The flag of Bolivia was adopted in 1851. The civil flag consists of a rectangular shape with three horizontal stripes: the top stripe is red, the middle stripe is yellow, and the bottom stripe is green. The state flag consists of the three-striped civil flag with the Bolivian coat of arms in the center.
Bolivia’s coat of arms features a central cartouche, an oblong-shaped scene, containing an alpaca, plains and mountains, a rising sun, and a tree and a wheat plant. This scene represents Bolivia’s diverse landscape and its natural resources. Behind and to either side of the cartouche are three Bolivian flags, two muskets, and laurel branches. An Andean condor rests on top of the cartouche. The laurel branches represent peace and the condor represents the Bolivian people’s willingness to defend their nation. A close look at this coat of arms reveals a Phrygian hood on top of the left musket and an axe on top of the right musket. These are traditional symbols of liberty and freedom.
The colors of the Bolivian flag have several meanings. According to some sources, the red stands for the bloodshed during Bolivia’s quest for independence, the yellow stands for Bolivia’s natural resources, and the green stands for Bolivia’s fertile land.

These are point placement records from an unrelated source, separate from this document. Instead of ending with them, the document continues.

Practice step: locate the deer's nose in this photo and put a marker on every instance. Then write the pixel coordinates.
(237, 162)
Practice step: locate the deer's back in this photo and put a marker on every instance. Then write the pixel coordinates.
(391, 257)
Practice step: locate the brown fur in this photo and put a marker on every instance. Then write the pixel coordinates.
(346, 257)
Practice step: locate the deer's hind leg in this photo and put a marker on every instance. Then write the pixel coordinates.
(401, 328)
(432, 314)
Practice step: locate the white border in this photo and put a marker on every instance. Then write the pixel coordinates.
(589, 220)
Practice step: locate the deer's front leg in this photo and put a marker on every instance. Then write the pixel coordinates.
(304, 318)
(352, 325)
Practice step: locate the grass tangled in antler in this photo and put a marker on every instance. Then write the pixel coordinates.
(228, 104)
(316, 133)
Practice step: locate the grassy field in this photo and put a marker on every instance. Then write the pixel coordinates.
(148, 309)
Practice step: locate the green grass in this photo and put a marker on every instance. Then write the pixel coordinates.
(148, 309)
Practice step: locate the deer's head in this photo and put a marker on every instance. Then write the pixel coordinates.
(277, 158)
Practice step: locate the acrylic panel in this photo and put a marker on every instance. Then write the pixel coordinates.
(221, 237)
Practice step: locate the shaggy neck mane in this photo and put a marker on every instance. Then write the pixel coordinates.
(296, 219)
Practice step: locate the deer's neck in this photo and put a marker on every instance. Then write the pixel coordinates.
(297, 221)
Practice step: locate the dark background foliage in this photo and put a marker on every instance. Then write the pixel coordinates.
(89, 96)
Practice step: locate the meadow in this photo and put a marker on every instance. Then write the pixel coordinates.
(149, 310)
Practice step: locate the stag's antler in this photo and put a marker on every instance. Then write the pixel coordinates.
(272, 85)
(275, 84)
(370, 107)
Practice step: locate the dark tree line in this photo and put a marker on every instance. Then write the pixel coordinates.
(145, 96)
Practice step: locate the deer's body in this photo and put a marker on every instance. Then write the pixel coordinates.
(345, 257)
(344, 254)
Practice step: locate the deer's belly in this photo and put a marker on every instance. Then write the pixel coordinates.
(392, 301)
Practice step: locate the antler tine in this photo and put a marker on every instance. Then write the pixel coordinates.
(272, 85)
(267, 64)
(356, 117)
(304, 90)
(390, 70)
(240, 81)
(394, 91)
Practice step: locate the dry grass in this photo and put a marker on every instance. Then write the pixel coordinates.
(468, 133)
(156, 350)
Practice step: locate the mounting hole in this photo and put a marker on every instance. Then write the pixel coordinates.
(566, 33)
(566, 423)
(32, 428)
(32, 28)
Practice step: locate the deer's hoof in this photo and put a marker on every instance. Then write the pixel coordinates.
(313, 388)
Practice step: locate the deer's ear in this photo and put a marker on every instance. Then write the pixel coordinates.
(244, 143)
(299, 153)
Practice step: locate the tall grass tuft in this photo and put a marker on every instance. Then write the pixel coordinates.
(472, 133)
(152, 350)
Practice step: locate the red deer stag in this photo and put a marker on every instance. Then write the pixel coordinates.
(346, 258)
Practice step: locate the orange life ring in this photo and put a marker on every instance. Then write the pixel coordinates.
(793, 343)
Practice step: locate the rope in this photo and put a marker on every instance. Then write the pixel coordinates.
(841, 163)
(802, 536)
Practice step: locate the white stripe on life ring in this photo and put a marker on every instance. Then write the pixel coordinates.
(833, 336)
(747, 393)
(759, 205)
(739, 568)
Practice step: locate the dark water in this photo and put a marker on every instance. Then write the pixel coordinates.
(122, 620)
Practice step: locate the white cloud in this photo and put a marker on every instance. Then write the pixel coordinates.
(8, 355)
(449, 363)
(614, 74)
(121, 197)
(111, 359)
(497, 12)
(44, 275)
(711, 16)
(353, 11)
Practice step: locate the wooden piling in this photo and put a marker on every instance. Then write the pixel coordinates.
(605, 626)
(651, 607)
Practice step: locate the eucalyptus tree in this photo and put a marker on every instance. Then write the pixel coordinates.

Bolivia also includes the Wiphala flags among its national symbols. These flags represent the Incans that are indigenous to Bolivia. The Wiphala is a square checkered flag with yellow, orange, red, purple, blue, green, and white patchwork squares in several different diagonal patterns. The designs are seven squares across and seven squares down and their specific patterns represent individual suyus, or Incan regions. The colors also have significance: red stands for the earth and for man, orange for society and culture, yellow for energy, white for time, green for nature, blue for the heavens, and purple for government and self-determination.